Нариманов, Нариман (1870 – 1925) – родился в Тифлисе в бедной тюркской семье. По окончании горийской учительской семинарии получил место учителя в селе Гизель-Аджал, Тифлисской губ., где близко соприкоснулся с тяжелой жизнью местного крестьянства. Позднее Нариманов становится учителем в частной прогимназии в Баку, где им была основана первая народная общедоступная библиотека-читальня, ставшая культурным центром всего Закавказья. В 1902 г., 32-х лет от роду, Нариманов поступает на медицинский факультет Новороссийского университета. В революции 1905 – 1907 г.г. Нариманов принимал активное участие, руководя студенческим движением в Одессе. Вернувшись в Баку, Нариманов руководит съездом тюркских учителей Закавказья; под его влиянием съезд принимает резолюцию о национальном самоопределении Закавказья. Нариманов не ограничивался деятельностью на одном Кавказе; он был одним из основателей персидской социал-демократической партии «Ишеюн-Ашеюн». За свою деятельность Нариманов был выслан на 5 лет в Астрахань. С самого начала Октябрьской революции Нариманов борется в первых рядах за утверждение Советской власти в Закавказье. Он пишет свои известные письма, распространяющиеся в сотнях тысяч экземпляров, председателю Азербайджанской республики Усубекову, в которых доказывает, что только Советская власть может улучшить положение мусульманских масс. В 1920 г. он становится председателем азербайджанского ревкома, а затем и председателем Совнаркома Азербайджанской республики. В 1922 г. Нариманов избирается на пост председателя ЦИК СССР.

Нариманов был одним из первых деятелей молодой тюркской литературы. Он перевел на тюркский язык «Ревизора» Гоголя и написал целый ряд пьес и повестей. Наиболее известные из них: «Надир-Шах», «Бегадир и Сона», «Пир».

19 марта 1925 г. Нариманов умер от разрыва сердца.

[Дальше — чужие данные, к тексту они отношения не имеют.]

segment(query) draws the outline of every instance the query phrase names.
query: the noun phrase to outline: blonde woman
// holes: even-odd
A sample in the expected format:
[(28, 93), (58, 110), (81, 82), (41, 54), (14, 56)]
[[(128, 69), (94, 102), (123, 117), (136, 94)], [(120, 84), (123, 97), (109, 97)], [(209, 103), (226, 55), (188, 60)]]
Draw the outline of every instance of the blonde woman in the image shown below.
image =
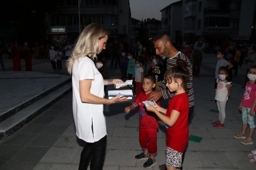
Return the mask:
[(106, 148), (106, 123), (103, 104), (127, 100), (117, 96), (104, 98), (104, 86), (115, 84), (119, 79), (103, 80), (94, 62), (106, 49), (108, 32), (102, 26), (92, 23), (79, 36), (66, 61), (72, 74), (73, 113), (78, 137), (87, 142), (81, 153), (79, 169), (102, 170)]

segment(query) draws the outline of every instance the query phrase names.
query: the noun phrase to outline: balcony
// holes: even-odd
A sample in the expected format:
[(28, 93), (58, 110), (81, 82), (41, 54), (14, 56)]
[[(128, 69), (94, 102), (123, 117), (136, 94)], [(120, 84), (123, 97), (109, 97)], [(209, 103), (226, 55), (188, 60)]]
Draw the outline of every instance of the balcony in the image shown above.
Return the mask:
[(229, 27), (203, 27), (203, 32), (229, 32)]

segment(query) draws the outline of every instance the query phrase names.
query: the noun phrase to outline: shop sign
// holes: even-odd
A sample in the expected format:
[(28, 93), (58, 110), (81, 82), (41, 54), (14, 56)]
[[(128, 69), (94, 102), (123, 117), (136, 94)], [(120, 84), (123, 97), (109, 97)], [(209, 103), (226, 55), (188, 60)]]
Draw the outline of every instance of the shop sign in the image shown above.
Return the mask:
[(230, 38), (234, 40), (249, 40), (249, 37), (245, 36), (230, 36)]
[(51, 34), (65, 34), (66, 33), (66, 32), (65, 27), (51, 28)]

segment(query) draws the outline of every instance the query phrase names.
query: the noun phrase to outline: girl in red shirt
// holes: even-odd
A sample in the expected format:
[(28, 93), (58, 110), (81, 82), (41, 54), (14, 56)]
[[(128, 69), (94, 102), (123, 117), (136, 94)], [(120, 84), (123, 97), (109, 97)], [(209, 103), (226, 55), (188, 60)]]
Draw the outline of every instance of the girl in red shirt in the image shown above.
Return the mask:
[(146, 107), (166, 124), (165, 165), (167, 170), (181, 167), (182, 155), (189, 139), (189, 99), (186, 87), (189, 77), (187, 68), (186, 63), (180, 60), (176, 67), (166, 72), (166, 86), (170, 91), (176, 92), (167, 109), (158, 105), (155, 108), (151, 106)]

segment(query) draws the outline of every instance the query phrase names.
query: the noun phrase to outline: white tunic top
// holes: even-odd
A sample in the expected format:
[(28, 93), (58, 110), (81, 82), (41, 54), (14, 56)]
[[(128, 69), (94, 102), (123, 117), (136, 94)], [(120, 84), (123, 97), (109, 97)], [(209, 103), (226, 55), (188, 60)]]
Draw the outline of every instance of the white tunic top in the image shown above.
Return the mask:
[(82, 102), (79, 93), (79, 81), (92, 80), (90, 92), (103, 98), (103, 78), (92, 61), (87, 57), (80, 59), (79, 62), (76, 60), (72, 72), (73, 114), (76, 135), (86, 142), (96, 142), (107, 134), (103, 104)]

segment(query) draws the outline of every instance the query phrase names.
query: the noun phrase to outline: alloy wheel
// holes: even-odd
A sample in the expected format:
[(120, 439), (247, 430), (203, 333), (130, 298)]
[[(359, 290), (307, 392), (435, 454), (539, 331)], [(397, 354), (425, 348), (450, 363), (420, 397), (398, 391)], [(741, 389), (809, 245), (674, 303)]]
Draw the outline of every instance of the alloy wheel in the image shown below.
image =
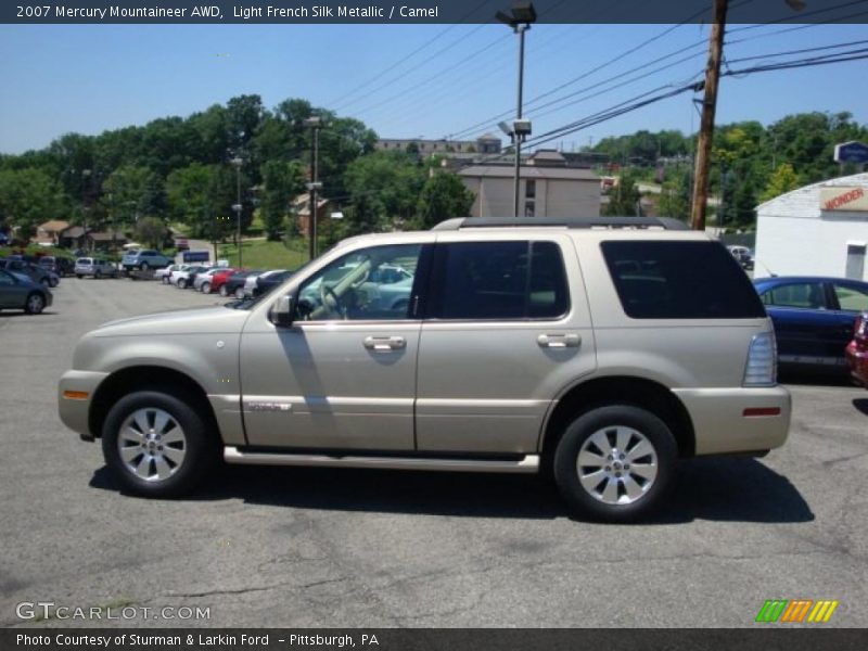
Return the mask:
[(641, 432), (615, 425), (585, 439), (576, 470), (582, 487), (591, 497), (607, 505), (629, 505), (653, 486), (658, 454)]
[(145, 482), (162, 482), (174, 475), (183, 464), (187, 447), (181, 425), (157, 408), (130, 413), (117, 435), (124, 468)]

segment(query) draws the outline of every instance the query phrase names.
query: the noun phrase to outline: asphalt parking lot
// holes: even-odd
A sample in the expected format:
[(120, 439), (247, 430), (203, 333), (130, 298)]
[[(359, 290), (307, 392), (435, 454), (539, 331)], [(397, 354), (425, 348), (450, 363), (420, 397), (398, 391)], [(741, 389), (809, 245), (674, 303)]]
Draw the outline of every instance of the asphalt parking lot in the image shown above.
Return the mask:
[[(221, 299), (69, 278), (54, 296), (0, 314), (0, 626), (738, 627), (766, 599), (834, 599), (824, 626), (868, 622), (864, 390), (792, 385), (782, 449), (684, 463), (643, 525), (573, 520), (526, 476), (228, 468), (145, 500), (61, 424), (56, 381), (101, 322)], [(16, 617), (36, 601), (210, 618)]]

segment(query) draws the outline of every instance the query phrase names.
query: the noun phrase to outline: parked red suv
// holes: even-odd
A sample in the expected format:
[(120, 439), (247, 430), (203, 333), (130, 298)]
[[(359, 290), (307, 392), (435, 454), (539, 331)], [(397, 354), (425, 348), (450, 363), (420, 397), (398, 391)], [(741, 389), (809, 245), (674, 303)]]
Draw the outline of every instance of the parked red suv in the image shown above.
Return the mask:
[(204, 283), (201, 288), (201, 291), (205, 294), (210, 294), (212, 292), (218, 292), (222, 285), (226, 284), (226, 281), (229, 280), (229, 277), (234, 273), (237, 269), (222, 269), (220, 271), (215, 271), (210, 280)]
[(868, 388), (868, 312), (856, 317), (853, 341), (847, 344), (846, 358), (853, 379)]

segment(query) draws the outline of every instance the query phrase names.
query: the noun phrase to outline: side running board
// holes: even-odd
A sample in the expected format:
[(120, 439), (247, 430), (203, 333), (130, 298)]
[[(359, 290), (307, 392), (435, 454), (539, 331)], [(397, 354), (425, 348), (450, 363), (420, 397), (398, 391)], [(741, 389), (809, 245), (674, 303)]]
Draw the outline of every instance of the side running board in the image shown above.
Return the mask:
[(376, 468), (385, 470), (442, 470), (449, 472), (510, 472), (535, 473), (539, 471), (539, 455), (525, 455), (516, 460), (502, 459), (436, 459), (420, 457), (352, 457), (282, 452), (242, 451), (227, 446), (227, 463), (247, 465), (307, 465), (322, 468)]

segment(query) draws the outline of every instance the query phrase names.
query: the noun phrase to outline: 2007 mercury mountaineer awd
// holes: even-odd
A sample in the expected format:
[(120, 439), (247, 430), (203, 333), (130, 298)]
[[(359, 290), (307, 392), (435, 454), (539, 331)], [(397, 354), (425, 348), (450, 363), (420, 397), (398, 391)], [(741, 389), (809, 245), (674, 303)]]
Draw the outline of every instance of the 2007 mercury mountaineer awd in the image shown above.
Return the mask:
[(341, 242), (251, 302), (106, 323), (60, 416), (126, 488), (229, 463), (551, 471), (644, 516), (679, 458), (783, 444), (771, 324), (704, 233), (658, 218), (471, 219)]

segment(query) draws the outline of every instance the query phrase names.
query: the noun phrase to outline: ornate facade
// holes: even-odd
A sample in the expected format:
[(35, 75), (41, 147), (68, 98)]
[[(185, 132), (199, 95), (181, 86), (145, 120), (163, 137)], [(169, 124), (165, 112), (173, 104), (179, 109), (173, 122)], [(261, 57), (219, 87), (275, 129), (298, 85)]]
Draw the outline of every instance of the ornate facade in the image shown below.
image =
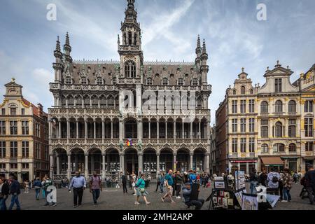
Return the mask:
[(216, 114), (220, 172), (249, 173), (251, 167), (304, 172), (314, 163), (314, 71), (292, 84), (293, 72), (277, 62), (261, 87), (253, 87), (244, 71), (239, 75)]
[(25, 99), (14, 79), (0, 104), (0, 175), (21, 182), (49, 172), (48, 114)]
[[(49, 109), (50, 175), (85, 176), (169, 169), (209, 171), (211, 86), (198, 37), (195, 62), (144, 61), (134, 0), (128, 0), (120, 61), (73, 61), (59, 38)], [(127, 144), (129, 143), (129, 144)]]

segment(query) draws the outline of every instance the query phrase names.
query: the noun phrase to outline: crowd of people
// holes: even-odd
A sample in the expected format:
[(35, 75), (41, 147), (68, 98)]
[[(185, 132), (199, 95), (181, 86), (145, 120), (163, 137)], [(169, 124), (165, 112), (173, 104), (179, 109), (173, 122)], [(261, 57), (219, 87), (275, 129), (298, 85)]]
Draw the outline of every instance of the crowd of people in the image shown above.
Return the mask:
[[(234, 176), (232, 174), (222, 174), (227, 179), (227, 184), (233, 186)], [(190, 170), (181, 173), (180, 171), (169, 170), (167, 173), (163, 172), (158, 174), (157, 177), (157, 184), (155, 192), (161, 194), (162, 202), (169, 202), (176, 203), (176, 200), (183, 197), (182, 201), (187, 207), (195, 206), (195, 209), (200, 209), (204, 203), (202, 199), (191, 199), (192, 186), (193, 184), (198, 186), (198, 191), (200, 188), (209, 188), (211, 180), (216, 177), (216, 174), (212, 176), (209, 174), (197, 173)], [(283, 171), (278, 172), (276, 168), (272, 168), (270, 172), (262, 170), (258, 173), (253, 169), (248, 177), (250, 183), (251, 193), (256, 193), (255, 187), (263, 186), (267, 188), (267, 193), (274, 194), (280, 197), (282, 202), (290, 202), (292, 200), (290, 190), (294, 183), (298, 184), (300, 180), (300, 183), (303, 186), (303, 189), (300, 195), (303, 198), (308, 197), (312, 204), (314, 202), (314, 194), (315, 192), (315, 171), (312, 165), (308, 166), (308, 172), (302, 176), (300, 172), (290, 172), (288, 169), (284, 169)], [(140, 198), (142, 197), (146, 205), (150, 204), (148, 201), (149, 193), (147, 189), (151, 181), (150, 175), (140, 174), (139, 176), (132, 172), (124, 174), (120, 174), (119, 176), (113, 178), (106, 178), (102, 180), (102, 177), (96, 172), (89, 179), (85, 178), (77, 172), (74, 177), (70, 181), (67, 179), (62, 180), (62, 187), (67, 188), (69, 192), (73, 192), (74, 208), (82, 206), (82, 199), (85, 190), (88, 188), (92, 195), (92, 201), (94, 206), (97, 206), (100, 192), (103, 190), (103, 183), (108, 188), (122, 188), (124, 194), (128, 193), (128, 190), (132, 191), (132, 194), (135, 197), (135, 205), (140, 204)], [(109, 182), (109, 183), (108, 183)], [(115, 185), (113, 185), (113, 183)], [(127, 183), (129, 183), (129, 188)], [(36, 200), (39, 200), (41, 197), (46, 199), (45, 206), (55, 206), (55, 202), (49, 203), (46, 196), (48, 193), (48, 188), (53, 185), (52, 181), (48, 175), (45, 175), (41, 180), (39, 177), (31, 182), (25, 181), (22, 186), (24, 192), (29, 192), (30, 189), (35, 190)], [(17, 210), (21, 209), (19, 195), (21, 193), (20, 184), (15, 179), (13, 175), (10, 175), (8, 180), (4, 177), (0, 178), (0, 209), (6, 210), (6, 201), (10, 195), (10, 203), (8, 209), (11, 210), (15, 206)]]

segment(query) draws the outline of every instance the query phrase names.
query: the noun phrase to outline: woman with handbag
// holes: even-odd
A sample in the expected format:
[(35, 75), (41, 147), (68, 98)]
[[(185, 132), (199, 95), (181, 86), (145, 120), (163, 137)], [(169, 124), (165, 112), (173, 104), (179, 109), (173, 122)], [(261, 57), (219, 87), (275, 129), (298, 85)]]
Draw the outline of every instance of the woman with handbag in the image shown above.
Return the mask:
[(144, 187), (146, 186), (146, 182), (144, 181), (144, 174), (142, 174), (141, 177), (139, 178), (138, 182), (136, 184), (136, 199), (134, 204), (139, 205), (139, 198), (140, 196), (144, 197), (144, 201), (146, 202), (146, 205), (148, 205), (150, 202), (148, 202), (146, 200), (146, 196), (148, 195), (148, 193), (146, 192)]

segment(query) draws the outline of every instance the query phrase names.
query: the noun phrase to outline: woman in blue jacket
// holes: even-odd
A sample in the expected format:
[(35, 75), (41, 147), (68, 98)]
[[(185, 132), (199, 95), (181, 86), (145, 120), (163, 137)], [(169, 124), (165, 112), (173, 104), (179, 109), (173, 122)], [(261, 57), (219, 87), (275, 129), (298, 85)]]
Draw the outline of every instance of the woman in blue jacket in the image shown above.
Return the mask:
[(150, 204), (150, 202), (148, 202), (146, 200), (146, 196), (148, 195), (148, 192), (146, 190), (145, 188), (146, 186), (146, 182), (144, 181), (144, 174), (142, 174), (141, 175), (141, 177), (139, 178), (138, 182), (136, 184), (136, 202), (134, 202), (134, 204), (139, 205), (140, 203), (139, 203), (139, 198), (140, 196), (144, 197), (144, 201), (146, 202), (146, 205), (148, 205)]

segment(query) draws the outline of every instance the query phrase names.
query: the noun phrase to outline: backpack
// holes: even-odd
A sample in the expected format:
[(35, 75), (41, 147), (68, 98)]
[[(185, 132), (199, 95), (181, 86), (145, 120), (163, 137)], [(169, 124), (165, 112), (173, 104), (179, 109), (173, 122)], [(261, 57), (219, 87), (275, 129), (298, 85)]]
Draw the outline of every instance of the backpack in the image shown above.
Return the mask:
[(276, 176), (272, 176), (272, 183), (276, 183), (279, 182), (279, 179), (276, 177)]

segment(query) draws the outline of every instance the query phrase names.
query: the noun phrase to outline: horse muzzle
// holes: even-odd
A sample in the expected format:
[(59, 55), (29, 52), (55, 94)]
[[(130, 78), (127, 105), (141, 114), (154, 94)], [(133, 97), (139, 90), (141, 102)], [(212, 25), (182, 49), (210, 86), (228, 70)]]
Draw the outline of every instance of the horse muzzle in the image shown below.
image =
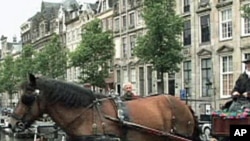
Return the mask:
[(27, 126), (28, 126), (27, 123), (24, 123), (22, 121), (18, 121), (14, 125), (9, 123), (8, 128), (10, 128), (13, 133), (16, 133), (16, 132), (24, 131), (27, 128)]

Главное, что нужно было рассказать об этих товарищах, было уже сказано сегодня здесь. Я позволю себе лишь кое-что дополнить, отчасти и по личным воспоминаниям. Эти три товарища ушли от нас совсем еще молодыми, конечно, молодыми с точки зрения старшего поколения, а не с точки зрения комсомольцев. Старшему из них – Мясникову не было еще и 40 лет. Следующий по возрасту был т. Могилевский, которому было около 35 лет. И, наконец, т. Атарбекову было всего 32 года. Им всем вместе было не многим более ста лет. Каждый из них имел еще перед собою добрую половину своей сознательной жизни. Каждый из них еще нужен был нам, потому что впереди много больших задач и много трудностей – и в рамках Закавказской Республики, и в рамках нашего Союза, и в рамках мирового союза рабочего класса. А каждый из них был незаменимой, единственной в своем роде революционной и человеческой фигурой.